Es así que el nivel de concentración del ingreso en Panamá, medido por el
índice de Gini, fue superior en 2011 (0.531) que en 2005 (0.529).
Entre las características estructurales del
actual estilo de desarrollo que producen las carencias de
equidad está su incapacidad de generar empleo decente para todos y todas. Es
así que, de acuerdo con datos oficiales, si a los desocupados se les suman
aquellos ocupados que se encuentran en condiciones de vulnerabilidad, se
concluye que para marzo de 2012 cerca del 36.4% de la población económicamente
activa mostraba condiciones de precariedad. Así mismo, las estadísticas de
CEPAL muestran que para 2011, el 31.5% de la población laboral urbana se
encontraba en actividades de baja productividad, situación que es peor en el
sector agropecuario, habida cuenta de que produce cerca del 2.9% del PIB,
utilizando cerca del 17.0% de la población ocupada.
Se equivocan
quienes piensan, basados en la llamada teoría del rebalse, que la carencia de
equidad se resuelve con la simple continuidad lineal del actual estilo de
acumulación y crecimiento. Para lograr la equidad hace falta una política que
modifique el actual patrón de crecimiento, con el fin de que una porción creciente
de la población adquiera un empleo decente, es decir, una ocupación productiva
que le permita participar plenamente en los beneficios del progreso técnico.
Para este fin se hace indispensable
completar y balancear la estructura de la economía panameña, habida cuenta de
que el desarrollo exclusivo de los servicios no resuelve el problema del empleo
decente.
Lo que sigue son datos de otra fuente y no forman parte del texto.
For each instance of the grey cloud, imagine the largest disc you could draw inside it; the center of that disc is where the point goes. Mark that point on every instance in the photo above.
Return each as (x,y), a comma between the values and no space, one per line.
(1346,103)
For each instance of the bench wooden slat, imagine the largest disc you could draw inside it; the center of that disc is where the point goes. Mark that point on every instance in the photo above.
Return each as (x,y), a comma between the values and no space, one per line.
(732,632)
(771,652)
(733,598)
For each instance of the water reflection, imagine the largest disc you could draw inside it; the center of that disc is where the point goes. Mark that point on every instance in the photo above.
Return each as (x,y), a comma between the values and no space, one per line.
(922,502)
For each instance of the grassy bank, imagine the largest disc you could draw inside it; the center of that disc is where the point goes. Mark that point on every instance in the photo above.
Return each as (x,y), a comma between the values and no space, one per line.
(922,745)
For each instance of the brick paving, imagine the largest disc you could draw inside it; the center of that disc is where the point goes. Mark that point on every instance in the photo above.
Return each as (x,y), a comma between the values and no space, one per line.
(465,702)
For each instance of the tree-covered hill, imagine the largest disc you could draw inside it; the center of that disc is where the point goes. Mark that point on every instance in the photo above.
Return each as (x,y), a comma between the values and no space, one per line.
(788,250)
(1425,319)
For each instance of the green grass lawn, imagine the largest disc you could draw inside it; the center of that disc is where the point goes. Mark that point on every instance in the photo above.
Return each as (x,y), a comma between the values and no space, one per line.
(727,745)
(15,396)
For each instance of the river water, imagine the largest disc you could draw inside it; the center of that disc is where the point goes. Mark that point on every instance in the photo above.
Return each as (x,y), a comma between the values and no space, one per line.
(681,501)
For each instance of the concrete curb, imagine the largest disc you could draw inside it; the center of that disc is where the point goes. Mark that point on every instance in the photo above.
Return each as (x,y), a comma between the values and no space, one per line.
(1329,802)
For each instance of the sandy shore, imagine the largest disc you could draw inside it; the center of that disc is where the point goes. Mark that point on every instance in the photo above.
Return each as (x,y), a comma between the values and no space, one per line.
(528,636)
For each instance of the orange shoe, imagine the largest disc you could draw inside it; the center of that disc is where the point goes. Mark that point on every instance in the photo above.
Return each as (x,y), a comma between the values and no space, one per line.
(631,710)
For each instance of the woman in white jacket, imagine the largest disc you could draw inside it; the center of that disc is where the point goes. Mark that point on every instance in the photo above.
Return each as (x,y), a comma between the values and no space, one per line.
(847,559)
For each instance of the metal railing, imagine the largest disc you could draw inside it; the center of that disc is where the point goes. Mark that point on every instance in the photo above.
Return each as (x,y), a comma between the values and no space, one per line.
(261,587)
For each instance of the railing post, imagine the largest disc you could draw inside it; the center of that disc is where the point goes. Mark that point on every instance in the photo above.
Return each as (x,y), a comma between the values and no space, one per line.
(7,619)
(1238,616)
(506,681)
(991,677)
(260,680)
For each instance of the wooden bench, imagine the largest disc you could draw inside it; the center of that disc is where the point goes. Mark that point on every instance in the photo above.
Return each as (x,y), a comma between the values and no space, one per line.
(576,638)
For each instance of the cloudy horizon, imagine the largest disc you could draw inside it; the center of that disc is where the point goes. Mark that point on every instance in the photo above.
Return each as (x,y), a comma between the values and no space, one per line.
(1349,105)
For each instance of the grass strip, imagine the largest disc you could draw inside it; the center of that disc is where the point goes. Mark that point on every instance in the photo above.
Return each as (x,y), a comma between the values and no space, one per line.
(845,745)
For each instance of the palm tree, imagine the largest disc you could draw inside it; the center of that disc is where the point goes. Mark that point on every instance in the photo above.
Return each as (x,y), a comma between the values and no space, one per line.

Esto significa, entre otras cosas, promover tanto la producción del
sector agropecuario como implementar una política guiada hacia una nueva
industrialización, entendida esta como un elemento básico en el proceso de
generación, incorporación y difusión del progreso científico-técnico y del
empleo decente. Desde la perspectiva de la política de industrialización se
pueden destacar varios elementos claves de la misma.
Esta, en primer lugar, debe basarse
en la consolidación de un núcleo de innovación endógeno, creativo, dinámico,
capaz de atender los requerimientos de la equidad, comprometido; además, con la
sostenibilidad ambiental y la consolidación de la soberanía nacional. Para este
fin es de fundamental importancia la construcción de un efectivo sistema
nacional de progreso científico-tecnológico, en la forma de una red en la que
colaboren los organismos estatales, privados y de los trabajadores vinculados
con la producción, regulación, protección del medio ambiente, la investigación
y formación de recursos humanos. Las universidades públicas deben jugar un
papel central en esto.
Desde el punto de
vista del sector público, este deberá procurar las condiciones de promoción y
protección del proyecto de nueva industrialización, en un contexto en el que
esta protección favorece los necesarios procesos de aprendizaje para la
productividad, pero evita el llamado “proteccionismo frívolo”. El sector
público juega, además, un papel central en el financiamiento y promoción de los
elementos que constituyen el núcleo dinámico endógeno, a la vez que asegura una
base social amplia para el proyecto, haciendo cumplir las leyes sociales y
apoyando a la pequeña y mediana empresa.